Two days ago, I brought you what I thought was the most important story I’d ever covered: the denial of multiple ice cream servings to Gitmo detainees.
Boy, was I wrong. Because just now, on the most recent episode of “Red Eye,” Greg Gutfeld shattered my world.
It appears a bakery in Indianapolis (a city) has refused to sell rainbow frosted cupcakes to a gay campus group who wanted to celebrate National Coming Out Day. You know, because the gays are all about diversity (hence the rainbow.) As a gay conservative, I know I’m totally welcome at all gay events and have the full support of “my” community.
“Just Cookies” owner, David Stockton, refused the order on the grounds he has “impressionable daughters,” reported Gutfeld, showing clips from the story as covered by the local Fox affiliate.
Mr. Stockton has an excellent point. After all, one time at college, I was sitting in the dining hall lusting after the gigantic boobs on the cheerleader at the next table. Then, a radical bakery student placed a multicolored German chocolate cake in front of me. I took a bite and – boom! – I knew the love the dare not speak its name.
Steve Schirripa noted
What he said was absolutely ridiculous. He has impressionalbe daughters? So he puts the rainbows on [the cupcakes] and they become lesbians? But if you are a grown man and go into a cupcake store, you probably are gay.
When Bobby Baccalieri tells you cupcakes are gay, you’d better listen!
Ann Coulter agreed
No, cupcakes are gay. You’re right.
Oh yeah, Mrs. Coulter? How about bacon cupcakes?
OK, so maybe bears and leather daddies eat bacon cupcakes. But certainly not disco dancing twinks!
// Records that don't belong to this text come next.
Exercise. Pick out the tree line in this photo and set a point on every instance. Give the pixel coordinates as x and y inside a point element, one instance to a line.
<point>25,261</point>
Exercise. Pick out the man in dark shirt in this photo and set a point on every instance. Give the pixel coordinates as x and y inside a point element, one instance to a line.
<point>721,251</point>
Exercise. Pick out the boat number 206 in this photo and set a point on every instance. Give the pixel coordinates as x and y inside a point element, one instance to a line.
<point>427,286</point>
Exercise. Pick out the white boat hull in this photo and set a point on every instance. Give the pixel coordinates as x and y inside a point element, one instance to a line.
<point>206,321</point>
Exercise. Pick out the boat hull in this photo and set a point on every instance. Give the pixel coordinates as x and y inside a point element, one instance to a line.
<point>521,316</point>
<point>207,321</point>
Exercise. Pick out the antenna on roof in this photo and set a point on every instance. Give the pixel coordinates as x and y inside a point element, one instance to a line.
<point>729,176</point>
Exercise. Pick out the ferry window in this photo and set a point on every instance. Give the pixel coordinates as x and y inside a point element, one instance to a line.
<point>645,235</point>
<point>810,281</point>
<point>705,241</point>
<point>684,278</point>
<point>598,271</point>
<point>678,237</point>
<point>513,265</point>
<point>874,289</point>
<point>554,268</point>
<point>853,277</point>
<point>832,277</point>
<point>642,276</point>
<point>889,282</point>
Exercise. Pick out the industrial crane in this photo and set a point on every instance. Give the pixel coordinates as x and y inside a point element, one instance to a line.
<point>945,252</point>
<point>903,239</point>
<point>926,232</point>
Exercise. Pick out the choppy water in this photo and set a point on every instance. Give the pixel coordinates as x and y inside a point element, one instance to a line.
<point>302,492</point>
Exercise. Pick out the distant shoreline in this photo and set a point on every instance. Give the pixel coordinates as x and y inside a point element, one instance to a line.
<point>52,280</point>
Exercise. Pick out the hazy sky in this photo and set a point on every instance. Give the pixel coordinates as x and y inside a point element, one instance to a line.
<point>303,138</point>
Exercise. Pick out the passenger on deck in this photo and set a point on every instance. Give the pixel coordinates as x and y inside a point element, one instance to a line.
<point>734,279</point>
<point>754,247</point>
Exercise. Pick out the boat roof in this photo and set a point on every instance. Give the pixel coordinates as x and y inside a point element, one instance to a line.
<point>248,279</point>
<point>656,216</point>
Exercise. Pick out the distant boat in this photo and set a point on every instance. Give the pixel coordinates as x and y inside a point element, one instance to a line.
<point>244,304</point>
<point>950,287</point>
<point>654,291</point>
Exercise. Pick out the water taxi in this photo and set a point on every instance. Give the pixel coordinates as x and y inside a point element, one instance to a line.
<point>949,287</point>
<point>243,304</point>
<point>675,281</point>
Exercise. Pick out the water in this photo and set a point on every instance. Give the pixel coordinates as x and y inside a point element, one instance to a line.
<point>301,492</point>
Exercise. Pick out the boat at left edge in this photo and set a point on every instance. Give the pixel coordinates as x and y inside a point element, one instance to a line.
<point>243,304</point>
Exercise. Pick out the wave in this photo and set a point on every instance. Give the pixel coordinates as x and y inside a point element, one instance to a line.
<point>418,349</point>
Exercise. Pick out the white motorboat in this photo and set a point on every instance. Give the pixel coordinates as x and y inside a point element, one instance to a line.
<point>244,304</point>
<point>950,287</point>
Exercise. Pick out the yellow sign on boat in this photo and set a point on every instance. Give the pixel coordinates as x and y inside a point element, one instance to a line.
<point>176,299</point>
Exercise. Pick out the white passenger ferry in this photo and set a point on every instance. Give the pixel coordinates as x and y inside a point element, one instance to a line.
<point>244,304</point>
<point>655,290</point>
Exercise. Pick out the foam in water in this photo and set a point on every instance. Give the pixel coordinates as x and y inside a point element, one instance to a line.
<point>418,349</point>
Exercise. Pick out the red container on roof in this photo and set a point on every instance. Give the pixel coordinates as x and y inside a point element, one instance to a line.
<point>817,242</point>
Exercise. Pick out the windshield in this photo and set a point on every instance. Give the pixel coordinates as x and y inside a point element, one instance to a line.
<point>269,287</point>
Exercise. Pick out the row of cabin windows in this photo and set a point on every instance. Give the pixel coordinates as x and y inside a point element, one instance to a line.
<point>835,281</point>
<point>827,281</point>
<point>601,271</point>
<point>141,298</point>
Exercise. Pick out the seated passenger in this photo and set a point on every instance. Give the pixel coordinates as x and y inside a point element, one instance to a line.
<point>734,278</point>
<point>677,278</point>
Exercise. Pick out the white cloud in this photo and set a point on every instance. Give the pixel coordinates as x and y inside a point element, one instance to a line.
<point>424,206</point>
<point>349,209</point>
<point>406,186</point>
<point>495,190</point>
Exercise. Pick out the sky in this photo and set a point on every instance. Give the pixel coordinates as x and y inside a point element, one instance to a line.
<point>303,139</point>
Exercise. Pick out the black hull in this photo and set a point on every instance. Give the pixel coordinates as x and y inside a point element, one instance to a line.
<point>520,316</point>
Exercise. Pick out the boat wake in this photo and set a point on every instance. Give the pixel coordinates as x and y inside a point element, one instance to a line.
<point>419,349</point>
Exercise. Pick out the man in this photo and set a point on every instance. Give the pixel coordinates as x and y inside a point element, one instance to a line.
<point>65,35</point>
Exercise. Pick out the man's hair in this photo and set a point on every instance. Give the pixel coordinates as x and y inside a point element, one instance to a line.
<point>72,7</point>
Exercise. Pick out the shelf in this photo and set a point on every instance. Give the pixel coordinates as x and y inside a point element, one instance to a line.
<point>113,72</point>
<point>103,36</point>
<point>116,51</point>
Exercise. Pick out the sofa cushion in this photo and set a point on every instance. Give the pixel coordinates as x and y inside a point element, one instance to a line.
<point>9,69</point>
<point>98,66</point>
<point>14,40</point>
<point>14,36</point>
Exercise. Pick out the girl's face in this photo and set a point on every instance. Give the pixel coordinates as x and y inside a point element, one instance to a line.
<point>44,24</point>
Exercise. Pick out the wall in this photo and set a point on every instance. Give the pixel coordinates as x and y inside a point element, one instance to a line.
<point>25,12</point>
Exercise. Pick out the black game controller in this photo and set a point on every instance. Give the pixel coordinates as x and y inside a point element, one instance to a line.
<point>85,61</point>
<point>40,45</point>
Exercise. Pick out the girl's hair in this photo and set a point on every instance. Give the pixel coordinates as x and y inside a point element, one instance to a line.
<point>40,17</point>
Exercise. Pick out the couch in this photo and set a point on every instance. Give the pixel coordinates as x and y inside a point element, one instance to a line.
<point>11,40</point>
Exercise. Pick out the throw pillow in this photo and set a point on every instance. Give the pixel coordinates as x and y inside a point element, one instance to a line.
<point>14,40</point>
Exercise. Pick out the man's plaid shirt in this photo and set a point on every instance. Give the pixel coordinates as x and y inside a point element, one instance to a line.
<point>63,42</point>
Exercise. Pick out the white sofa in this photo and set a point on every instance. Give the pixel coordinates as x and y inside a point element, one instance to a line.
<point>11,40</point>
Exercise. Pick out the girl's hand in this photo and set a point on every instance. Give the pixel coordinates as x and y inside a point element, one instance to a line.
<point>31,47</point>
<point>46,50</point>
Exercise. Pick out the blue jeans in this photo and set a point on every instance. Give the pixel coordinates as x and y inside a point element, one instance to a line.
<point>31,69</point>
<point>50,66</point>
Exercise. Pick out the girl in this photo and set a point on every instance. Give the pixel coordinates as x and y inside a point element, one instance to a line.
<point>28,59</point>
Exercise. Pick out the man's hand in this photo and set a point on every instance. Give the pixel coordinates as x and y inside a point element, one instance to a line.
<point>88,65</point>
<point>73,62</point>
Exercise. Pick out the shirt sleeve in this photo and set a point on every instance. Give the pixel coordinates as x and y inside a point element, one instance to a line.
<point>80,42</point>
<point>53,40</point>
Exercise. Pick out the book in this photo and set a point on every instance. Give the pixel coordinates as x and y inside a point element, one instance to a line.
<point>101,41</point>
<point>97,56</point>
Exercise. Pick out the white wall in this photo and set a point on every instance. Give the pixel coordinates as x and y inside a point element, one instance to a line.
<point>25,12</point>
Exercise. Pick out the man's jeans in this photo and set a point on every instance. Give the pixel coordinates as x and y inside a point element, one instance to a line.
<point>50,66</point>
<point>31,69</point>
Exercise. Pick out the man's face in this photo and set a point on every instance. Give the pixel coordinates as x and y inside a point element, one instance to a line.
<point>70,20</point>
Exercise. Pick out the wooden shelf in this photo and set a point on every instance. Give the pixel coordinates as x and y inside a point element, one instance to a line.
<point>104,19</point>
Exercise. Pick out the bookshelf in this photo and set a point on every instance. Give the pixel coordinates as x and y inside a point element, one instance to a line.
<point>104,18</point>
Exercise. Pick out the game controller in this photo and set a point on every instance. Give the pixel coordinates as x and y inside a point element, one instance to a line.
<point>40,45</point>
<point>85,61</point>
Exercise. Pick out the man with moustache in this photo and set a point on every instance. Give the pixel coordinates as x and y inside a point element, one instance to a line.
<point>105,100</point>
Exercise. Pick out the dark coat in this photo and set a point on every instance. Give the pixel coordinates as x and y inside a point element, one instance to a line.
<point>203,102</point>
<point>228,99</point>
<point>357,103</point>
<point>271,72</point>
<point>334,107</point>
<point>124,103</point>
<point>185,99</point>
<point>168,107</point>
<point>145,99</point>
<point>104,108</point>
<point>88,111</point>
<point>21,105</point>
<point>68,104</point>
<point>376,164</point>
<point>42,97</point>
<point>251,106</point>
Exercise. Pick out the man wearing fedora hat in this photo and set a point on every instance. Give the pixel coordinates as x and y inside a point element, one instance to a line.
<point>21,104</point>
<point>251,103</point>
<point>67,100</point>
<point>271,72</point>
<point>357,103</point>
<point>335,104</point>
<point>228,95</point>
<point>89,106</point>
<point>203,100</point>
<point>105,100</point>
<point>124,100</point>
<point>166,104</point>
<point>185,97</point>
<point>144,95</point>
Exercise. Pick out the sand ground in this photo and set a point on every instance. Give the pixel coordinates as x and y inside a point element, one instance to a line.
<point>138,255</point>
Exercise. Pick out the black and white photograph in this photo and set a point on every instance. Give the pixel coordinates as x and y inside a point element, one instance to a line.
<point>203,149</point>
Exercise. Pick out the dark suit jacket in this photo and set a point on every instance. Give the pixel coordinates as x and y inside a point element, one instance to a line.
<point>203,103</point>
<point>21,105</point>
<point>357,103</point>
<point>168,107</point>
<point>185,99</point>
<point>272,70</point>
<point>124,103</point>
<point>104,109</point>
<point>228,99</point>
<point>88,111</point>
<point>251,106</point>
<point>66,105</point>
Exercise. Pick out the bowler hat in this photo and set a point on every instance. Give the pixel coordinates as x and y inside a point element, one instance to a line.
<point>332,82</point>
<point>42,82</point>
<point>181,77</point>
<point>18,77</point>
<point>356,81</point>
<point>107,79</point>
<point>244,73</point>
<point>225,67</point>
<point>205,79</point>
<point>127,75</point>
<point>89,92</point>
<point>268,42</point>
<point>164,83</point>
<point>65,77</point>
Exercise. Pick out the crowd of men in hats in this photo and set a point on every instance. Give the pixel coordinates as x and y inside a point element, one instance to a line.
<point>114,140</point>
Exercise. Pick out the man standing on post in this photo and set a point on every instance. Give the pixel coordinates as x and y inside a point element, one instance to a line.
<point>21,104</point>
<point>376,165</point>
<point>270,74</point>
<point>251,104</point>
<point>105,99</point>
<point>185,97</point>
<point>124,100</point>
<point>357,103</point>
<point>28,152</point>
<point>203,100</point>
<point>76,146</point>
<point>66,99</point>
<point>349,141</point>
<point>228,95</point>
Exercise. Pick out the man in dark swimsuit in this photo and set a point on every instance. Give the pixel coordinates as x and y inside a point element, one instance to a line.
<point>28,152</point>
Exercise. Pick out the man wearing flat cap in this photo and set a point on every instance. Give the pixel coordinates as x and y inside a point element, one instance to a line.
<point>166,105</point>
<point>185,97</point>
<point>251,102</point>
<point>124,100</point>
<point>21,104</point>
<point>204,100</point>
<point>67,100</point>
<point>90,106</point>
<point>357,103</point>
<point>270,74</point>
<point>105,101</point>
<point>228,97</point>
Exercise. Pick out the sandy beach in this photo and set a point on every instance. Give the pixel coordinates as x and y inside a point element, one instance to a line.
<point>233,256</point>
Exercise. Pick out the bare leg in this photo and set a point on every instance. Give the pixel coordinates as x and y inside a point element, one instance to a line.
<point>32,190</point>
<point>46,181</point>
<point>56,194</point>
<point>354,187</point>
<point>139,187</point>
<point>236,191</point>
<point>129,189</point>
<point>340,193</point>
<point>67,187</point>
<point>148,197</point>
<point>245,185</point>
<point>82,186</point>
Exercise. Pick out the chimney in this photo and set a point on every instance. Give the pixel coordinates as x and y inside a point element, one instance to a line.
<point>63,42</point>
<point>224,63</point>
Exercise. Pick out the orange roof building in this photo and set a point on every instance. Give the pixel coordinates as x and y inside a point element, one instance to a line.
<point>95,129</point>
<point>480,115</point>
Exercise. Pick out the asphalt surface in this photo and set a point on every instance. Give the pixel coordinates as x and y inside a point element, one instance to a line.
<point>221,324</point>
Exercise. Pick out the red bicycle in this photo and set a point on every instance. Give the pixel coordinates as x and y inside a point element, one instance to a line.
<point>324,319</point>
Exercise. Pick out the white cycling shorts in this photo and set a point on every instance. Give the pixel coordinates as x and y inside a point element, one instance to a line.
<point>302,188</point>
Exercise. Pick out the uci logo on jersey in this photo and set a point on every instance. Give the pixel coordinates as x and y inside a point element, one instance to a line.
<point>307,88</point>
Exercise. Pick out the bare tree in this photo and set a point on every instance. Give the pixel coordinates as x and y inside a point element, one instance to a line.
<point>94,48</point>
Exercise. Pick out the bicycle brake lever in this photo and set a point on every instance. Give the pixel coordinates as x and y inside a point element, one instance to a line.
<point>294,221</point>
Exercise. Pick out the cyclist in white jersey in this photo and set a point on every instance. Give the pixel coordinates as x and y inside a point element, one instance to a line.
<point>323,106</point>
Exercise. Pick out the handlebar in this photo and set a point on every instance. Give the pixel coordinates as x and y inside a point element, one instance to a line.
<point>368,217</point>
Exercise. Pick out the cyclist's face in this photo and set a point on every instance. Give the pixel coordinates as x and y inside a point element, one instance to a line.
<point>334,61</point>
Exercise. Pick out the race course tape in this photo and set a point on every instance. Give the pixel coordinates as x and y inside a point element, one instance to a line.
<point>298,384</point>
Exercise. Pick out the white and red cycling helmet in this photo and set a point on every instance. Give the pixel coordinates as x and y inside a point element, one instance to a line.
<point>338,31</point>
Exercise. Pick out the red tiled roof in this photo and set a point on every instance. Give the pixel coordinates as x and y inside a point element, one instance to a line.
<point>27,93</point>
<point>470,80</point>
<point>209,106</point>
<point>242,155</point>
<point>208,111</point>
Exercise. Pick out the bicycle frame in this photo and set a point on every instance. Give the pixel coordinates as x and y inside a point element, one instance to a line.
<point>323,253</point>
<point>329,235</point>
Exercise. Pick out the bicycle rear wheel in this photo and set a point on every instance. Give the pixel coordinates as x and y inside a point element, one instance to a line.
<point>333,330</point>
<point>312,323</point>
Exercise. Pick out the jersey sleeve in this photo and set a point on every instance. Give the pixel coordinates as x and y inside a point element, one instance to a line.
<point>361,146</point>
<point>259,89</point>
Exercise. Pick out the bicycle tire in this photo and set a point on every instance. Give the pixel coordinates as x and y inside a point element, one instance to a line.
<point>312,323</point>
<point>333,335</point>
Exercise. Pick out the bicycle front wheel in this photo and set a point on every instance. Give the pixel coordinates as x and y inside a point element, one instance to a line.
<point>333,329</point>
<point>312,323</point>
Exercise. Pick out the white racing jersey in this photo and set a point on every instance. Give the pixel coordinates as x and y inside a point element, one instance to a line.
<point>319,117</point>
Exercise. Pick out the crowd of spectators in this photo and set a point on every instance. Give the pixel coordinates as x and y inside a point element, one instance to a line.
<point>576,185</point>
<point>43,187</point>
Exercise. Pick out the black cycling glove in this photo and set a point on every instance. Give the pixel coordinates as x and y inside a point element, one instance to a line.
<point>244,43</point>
Totally not an activist Shan Parker, who made “Cookiegate” a big deal, said the following on his website
I don’t think my jaw hit the floor but inside a tinge of rage sprang up. To me a complete injustice had been done. After all, all they wanted was some cookies. With this economy small businesses should be jumping at these opportunities. It’s fairly common knowledge that gays have a large amount of disposable income. After all we can’t pay for things like kids, marriage, and divorce.
Please understand that, as a private business, I respect the fact that they can turn away anyone that they want to, but on a social level they had taken a large misstep. Not only had they made me mad, but I was ready to let everyone else know just how mad I was.
So it’s about divorce, then? Oh, and one outraged gay boy. The misstep taken by “Just Cookies” wasn’t “homophobia,” it was ticking off one Shan Parker, force of nature. And yeah, we all know how much disposable income gay college students have. Where do you buy rainbow colored weed, anyway? I mean, I know where to get Goldschlager. (That’s gay Jaegermeister, in case you were wondering.)
Unbelievably, the entire cast and the guest panel of “Red Eye” seemed to think this story was silly. Maybe due to her recent appearance at Homocon, it was Coulter who gave the story the depth and perspective it so desperately required
I think you’re all taking this very lightly. This is the worst thing I’ve heard since the Holocaust and the Jim Crow laws. This man could not get rainbow cupcakes!
Hear her words! “This man could not get rainbow cupcakes!”
Thankfully, there are reliable news sources willing to discuss the serious issues. Like the Huffington post.
After all, who cares about marginal social issues like the entire family structure when delicious baked goods hang in the balance?
I don’t care about gay marriage or “Don’t Ask, Don’t Tell.” I’m a fat person. I demand cake, and woe to the person who denies me.
So I totally sympathize with gay people in need of dessert. David Stockton should just be done with it and paint on the Hitler ‘stache. And “Just Cookies” should change it’s name to “Just Auschwitz.”
I guarantee you, Stockton, Michelle Obama will hear of this.
And if you disagree with me, you’re an anorexic homophobe who believes in free market capitalism. You bastard.
“Red Eye” air date – September 30, 2010. Guests: Ann Coulter, John Devore and Steve Schirripa. Cast: Host – Greg Gutfeld, Sequential Hermaphroditic Sidekick – Bill Schulz and Ombudsman – TV’s Andy Levy
The views in this post are entirely my own (except where I’m quoting.) Neither “Red Eye” nor Fox News endorse or support my “Red Eye” posts. I am not affiliated with the show in any way, other than being an avid fan.